What to Shop for in Amsterdam
There are plenty of uncomfortable clogs and ceramic windmill tchotchkes to be found in the shops of Amsterdam, but if you're looking for something that strikes a more unique note, for yourself or others, here are some ideas.
Ever since Gerrit Rietveld produced his Red and Blue Chair, contemporary Dutch Design has been the darling of high-style fans the world over. And designers are now giving old Dutch crafts a much-needed makeover. From Moooi’s iconic collection of Royal Delft vases to United Nude’s classy clogs and Droog’s press-on tattoo inspired by a 17th-century floral still life, there’s a modern souvenir for every budget.
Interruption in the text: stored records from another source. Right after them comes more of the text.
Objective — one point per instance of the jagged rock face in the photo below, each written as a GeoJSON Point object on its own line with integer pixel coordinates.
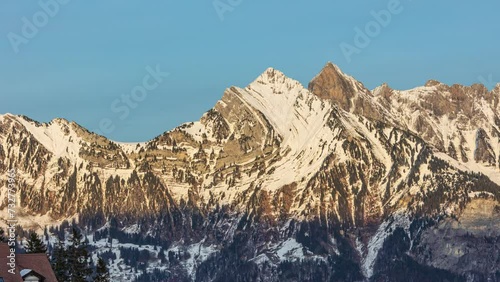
{"type": "Point", "coordinates": [275, 171]}
{"type": "Point", "coordinates": [330, 84]}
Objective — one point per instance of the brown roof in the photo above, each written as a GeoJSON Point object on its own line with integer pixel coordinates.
{"type": "Point", "coordinates": [37, 262]}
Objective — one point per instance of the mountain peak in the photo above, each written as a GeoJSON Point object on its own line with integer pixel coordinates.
{"type": "Point", "coordinates": [432, 82]}
{"type": "Point", "coordinates": [333, 84]}
{"type": "Point", "coordinates": [274, 78]}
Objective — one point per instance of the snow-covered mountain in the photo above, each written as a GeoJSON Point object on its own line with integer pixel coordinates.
{"type": "Point", "coordinates": [278, 181]}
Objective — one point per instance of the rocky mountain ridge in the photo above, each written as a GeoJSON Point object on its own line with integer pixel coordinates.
{"type": "Point", "coordinates": [350, 163]}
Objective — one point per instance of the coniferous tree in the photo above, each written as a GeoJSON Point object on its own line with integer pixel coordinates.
{"type": "Point", "coordinates": [59, 262]}
{"type": "Point", "coordinates": [35, 245]}
{"type": "Point", "coordinates": [102, 272]}
{"type": "Point", "coordinates": [78, 258]}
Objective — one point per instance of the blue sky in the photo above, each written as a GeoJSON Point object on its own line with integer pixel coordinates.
{"type": "Point", "coordinates": [88, 53]}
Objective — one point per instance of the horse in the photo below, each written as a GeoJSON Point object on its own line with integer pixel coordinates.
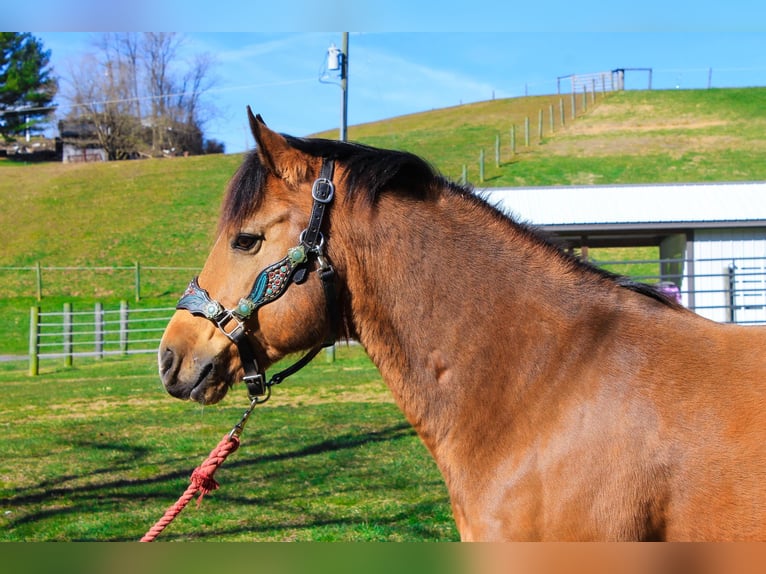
{"type": "Point", "coordinates": [559, 401]}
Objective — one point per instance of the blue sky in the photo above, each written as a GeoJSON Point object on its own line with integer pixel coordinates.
{"type": "Point", "coordinates": [501, 51]}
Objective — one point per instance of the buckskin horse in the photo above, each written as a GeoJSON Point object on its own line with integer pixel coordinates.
{"type": "Point", "coordinates": [559, 401]}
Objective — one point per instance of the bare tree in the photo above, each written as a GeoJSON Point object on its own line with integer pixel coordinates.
{"type": "Point", "coordinates": [135, 90]}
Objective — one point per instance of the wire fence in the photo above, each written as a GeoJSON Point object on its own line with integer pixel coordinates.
{"type": "Point", "coordinates": [134, 281]}
{"type": "Point", "coordinates": [728, 290]}
{"type": "Point", "coordinates": [95, 333]}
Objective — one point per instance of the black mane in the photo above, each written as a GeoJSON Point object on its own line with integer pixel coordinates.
{"type": "Point", "coordinates": [371, 171]}
{"type": "Point", "coordinates": [368, 170]}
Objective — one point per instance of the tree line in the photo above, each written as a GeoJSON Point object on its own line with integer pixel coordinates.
{"type": "Point", "coordinates": [132, 95]}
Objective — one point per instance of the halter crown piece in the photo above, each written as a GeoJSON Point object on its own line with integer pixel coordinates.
{"type": "Point", "coordinates": [269, 285]}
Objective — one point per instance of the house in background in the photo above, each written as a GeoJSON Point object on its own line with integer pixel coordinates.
{"type": "Point", "coordinates": [711, 237]}
{"type": "Point", "coordinates": [79, 142]}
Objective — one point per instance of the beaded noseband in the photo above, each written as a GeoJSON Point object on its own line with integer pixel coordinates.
{"type": "Point", "coordinates": [269, 285]}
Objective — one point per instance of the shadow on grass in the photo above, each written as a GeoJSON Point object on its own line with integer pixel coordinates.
{"type": "Point", "coordinates": [67, 498]}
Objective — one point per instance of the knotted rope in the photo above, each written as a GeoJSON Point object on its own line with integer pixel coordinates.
{"type": "Point", "coordinates": [202, 481]}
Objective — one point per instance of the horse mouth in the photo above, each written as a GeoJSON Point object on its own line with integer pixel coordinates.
{"type": "Point", "coordinates": [198, 390]}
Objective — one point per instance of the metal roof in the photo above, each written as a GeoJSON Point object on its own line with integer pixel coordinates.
{"type": "Point", "coordinates": [659, 206]}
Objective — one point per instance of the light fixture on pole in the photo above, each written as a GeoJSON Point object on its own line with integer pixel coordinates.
{"type": "Point", "coordinates": [337, 61]}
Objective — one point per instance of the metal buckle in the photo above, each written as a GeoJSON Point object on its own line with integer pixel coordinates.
{"type": "Point", "coordinates": [236, 332]}
{"type": "Point", "coordinates": [323, 182]}
{"type": "Point", "coordinates": [257, 387]}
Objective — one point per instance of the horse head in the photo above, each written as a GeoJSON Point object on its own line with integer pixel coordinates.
{"type": "Point", "coordinates": [257, 297]}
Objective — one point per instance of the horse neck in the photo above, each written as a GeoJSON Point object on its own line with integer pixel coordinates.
{"type": "Point", "coordinates": [444, 291]}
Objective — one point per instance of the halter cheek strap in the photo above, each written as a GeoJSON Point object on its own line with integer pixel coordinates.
{"type": "Point", "coordinates": [269, 285]}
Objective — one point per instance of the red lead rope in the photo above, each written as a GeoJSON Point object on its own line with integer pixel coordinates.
{"type": "Point", "coordinates": [202, 481]}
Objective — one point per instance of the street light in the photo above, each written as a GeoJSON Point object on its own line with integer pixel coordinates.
{"type": "Point", "coordinates": [337, 61]}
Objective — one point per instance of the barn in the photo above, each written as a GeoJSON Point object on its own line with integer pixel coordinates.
{"type": "Point", "coordinates": [711, 236]}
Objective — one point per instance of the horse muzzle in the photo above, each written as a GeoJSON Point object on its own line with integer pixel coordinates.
{"type": "Point", "coordinates": [191, 372]}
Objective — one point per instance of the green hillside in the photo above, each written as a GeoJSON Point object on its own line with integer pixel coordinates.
{"type": "Point", "coordinates": [163, 212]}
The Dutch have long had an interest in chocolate, starting as far back as the colonization of Suriname with its wealth of cocoa plantations in the 17th century. Today, Amsterdam is the world’s biggest cocoa port, and it's an excellent place to shop for chocolate. Head to one of the city’s noted chocolate boutiques for chocolate bars, bonbons, and hot chocolate.
Spend a few days in Holland and you're bound to be confronted with an interesting breakfast tradition: buttered bread covered with hagelslag (sprinkles, literally "hailstorm"). Chocolate sprinkles are the norm (and the butter is usually unsalted), but you'll also see colored and flavored sprinkles, as well as chocolate shavings. Some people toast their bread first. You'll find a hagelslag aisle in most grocery stores if you want to take some home.
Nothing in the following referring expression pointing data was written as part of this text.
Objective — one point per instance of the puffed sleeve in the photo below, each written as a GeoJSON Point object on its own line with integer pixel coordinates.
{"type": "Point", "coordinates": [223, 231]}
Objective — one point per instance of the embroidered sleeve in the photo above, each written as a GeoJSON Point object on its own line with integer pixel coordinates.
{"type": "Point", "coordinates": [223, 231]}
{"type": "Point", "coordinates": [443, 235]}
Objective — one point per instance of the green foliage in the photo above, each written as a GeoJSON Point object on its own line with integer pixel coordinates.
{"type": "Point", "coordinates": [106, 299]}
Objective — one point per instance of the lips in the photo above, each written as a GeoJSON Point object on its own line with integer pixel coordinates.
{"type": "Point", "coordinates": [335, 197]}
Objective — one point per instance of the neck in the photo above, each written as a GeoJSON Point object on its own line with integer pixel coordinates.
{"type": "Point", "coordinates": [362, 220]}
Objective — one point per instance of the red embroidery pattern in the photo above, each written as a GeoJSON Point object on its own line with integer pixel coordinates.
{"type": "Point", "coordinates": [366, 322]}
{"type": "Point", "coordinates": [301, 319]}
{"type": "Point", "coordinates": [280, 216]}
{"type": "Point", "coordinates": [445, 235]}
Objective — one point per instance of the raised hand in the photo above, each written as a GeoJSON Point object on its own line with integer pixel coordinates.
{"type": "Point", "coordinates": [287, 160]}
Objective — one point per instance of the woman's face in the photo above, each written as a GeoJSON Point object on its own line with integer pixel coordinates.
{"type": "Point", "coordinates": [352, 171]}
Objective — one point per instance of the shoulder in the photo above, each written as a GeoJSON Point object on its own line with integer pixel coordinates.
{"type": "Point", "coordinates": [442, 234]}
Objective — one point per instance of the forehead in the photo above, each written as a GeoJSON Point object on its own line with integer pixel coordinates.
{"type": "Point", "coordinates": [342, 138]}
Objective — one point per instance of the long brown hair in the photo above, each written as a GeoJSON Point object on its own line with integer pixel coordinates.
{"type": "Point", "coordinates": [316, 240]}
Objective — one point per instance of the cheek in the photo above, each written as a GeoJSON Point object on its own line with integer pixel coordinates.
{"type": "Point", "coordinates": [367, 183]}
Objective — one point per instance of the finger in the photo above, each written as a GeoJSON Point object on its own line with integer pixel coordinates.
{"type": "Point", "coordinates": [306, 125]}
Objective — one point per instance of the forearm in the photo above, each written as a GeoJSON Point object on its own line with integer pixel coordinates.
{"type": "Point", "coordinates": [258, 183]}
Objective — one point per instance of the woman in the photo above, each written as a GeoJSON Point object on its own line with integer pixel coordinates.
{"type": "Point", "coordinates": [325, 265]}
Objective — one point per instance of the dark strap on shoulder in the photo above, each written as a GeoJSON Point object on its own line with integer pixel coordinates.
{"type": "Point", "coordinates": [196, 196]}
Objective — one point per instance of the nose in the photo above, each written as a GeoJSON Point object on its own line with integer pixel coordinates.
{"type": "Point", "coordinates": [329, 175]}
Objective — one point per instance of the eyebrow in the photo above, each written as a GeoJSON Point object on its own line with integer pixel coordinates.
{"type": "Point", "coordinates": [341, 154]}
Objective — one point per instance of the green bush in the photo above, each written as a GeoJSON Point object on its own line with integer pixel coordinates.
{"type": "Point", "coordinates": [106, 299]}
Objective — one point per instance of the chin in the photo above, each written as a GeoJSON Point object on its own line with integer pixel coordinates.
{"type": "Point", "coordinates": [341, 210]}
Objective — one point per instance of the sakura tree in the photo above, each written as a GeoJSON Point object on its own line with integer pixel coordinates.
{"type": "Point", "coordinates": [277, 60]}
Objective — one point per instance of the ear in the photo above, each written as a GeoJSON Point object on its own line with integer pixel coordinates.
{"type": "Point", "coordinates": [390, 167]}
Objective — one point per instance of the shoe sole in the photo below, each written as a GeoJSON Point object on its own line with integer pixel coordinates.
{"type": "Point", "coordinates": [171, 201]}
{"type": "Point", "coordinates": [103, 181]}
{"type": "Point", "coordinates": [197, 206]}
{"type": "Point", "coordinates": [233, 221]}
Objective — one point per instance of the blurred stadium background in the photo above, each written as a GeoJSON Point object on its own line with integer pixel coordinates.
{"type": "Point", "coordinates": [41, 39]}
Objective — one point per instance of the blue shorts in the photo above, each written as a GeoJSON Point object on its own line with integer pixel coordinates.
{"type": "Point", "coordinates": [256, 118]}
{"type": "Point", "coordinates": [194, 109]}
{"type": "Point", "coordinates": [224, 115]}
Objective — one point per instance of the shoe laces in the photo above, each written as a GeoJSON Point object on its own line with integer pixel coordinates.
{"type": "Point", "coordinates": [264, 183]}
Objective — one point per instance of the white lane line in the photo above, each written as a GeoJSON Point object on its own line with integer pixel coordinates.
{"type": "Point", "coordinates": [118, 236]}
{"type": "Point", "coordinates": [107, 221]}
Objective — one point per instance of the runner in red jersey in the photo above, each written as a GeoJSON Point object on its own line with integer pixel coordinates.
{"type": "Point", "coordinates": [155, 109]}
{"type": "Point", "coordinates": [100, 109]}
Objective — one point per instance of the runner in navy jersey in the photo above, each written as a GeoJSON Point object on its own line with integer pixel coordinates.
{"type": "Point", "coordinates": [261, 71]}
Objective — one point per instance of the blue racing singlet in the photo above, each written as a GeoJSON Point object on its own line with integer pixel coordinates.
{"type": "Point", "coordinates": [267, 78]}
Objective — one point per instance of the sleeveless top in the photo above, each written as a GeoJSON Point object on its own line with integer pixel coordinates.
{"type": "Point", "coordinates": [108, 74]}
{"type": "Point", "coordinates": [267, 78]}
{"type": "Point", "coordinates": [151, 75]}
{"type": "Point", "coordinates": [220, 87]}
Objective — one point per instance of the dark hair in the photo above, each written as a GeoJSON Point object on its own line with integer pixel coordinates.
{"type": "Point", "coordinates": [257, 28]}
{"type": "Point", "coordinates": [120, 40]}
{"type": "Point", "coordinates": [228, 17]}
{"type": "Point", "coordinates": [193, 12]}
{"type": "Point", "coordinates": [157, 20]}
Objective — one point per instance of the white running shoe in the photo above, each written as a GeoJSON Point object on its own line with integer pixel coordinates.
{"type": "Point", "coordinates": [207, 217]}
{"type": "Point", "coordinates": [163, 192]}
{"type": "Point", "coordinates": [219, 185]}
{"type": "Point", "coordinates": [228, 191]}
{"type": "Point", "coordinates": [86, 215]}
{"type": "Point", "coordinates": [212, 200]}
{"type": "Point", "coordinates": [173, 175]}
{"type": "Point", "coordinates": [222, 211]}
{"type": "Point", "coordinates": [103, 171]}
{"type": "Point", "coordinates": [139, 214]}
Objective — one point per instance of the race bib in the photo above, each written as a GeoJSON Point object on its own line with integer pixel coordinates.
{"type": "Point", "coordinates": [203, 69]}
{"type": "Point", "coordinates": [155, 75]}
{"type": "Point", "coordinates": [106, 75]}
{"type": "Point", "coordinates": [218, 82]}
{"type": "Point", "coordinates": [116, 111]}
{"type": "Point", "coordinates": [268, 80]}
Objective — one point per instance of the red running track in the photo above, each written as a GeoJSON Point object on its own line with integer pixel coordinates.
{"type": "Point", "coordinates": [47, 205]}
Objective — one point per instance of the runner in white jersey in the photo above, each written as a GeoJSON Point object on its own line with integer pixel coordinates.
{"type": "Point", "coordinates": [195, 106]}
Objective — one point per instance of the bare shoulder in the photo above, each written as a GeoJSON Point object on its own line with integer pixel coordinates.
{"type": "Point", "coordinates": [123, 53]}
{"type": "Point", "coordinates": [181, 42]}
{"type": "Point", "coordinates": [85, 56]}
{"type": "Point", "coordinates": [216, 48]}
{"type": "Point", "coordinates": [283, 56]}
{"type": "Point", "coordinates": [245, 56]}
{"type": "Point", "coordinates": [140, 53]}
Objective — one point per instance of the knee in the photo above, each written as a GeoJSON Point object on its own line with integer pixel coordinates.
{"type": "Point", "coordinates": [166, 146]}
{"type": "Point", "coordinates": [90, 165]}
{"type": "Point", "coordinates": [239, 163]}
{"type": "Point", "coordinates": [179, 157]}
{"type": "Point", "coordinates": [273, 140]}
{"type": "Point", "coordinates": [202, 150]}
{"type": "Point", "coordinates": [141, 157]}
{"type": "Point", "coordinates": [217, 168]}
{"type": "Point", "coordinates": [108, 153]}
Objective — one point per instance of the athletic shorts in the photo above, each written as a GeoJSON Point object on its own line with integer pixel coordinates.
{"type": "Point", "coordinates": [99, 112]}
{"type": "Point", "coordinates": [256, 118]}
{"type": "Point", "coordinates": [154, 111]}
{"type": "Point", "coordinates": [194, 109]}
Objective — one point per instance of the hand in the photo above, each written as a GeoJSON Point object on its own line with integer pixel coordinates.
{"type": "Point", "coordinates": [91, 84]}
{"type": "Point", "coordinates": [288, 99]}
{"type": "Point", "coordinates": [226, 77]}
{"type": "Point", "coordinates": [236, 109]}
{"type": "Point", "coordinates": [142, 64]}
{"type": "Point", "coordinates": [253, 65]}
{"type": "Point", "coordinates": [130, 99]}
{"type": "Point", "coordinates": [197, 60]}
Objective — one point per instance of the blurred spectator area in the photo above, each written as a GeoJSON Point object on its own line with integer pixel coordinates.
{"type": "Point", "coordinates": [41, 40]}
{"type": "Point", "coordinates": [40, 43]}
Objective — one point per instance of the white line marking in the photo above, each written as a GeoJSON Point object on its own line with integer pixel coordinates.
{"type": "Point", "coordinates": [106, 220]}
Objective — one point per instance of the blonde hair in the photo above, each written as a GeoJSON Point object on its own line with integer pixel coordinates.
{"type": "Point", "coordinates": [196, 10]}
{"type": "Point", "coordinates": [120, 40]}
Sweet, salty, extra-salty, flavored with jalapeños or anything else they can come up with, the Dutch have a deep and abiding love for drop (licorice). It comes in seemingly endless varieties and shapes, in shops around the city.
Amsterdam is fast becoming the world’s denim capital, and a number of well-known denim labels are headquartered here—G-Star, Scotch & Soda, Kings of Indigo, Denham, and Kuyichi, to name a few. All that indigo doesn’t come cheap, but there are plenty of places to buy local designer denim, close to the source.
Amsterdam’s long history of leather making is reflected in many of its street names, like Huidenstraat (hide street) and Looiersgracht (tanner’s canal). Today, style-savvy shoppers can find an excellent assortment of local leather bags and shoes.
Vintage fashions and accessories
Vintage fashion is popular in Amsterdam. Head to the cluster of quaint canal crossings known as The Nine Streets for lovingly restored Rolexes; exclusive vintage handbags by labels such as Chanel, Gucci, and Louis Vuitton; and affordable 1970s bell bottoms and '50s prom dresses. There are also a number of boutiques that do modern renditions of vintage looks.
Tulips are practically synonymous with Holland, and it's hard to resist taking photos of the gorgeous flowers, in all their many colors. To take some home, be sure to buy bulbs that are specially packaged, sealed, and marked for transport to the United States; otherwise, they'll be confiscated by customs on your way back into the country. The Bloemenmarkt is a good place to shop, and if you're planning to visit the Keukenhof tulip fields, they have an excellent selection.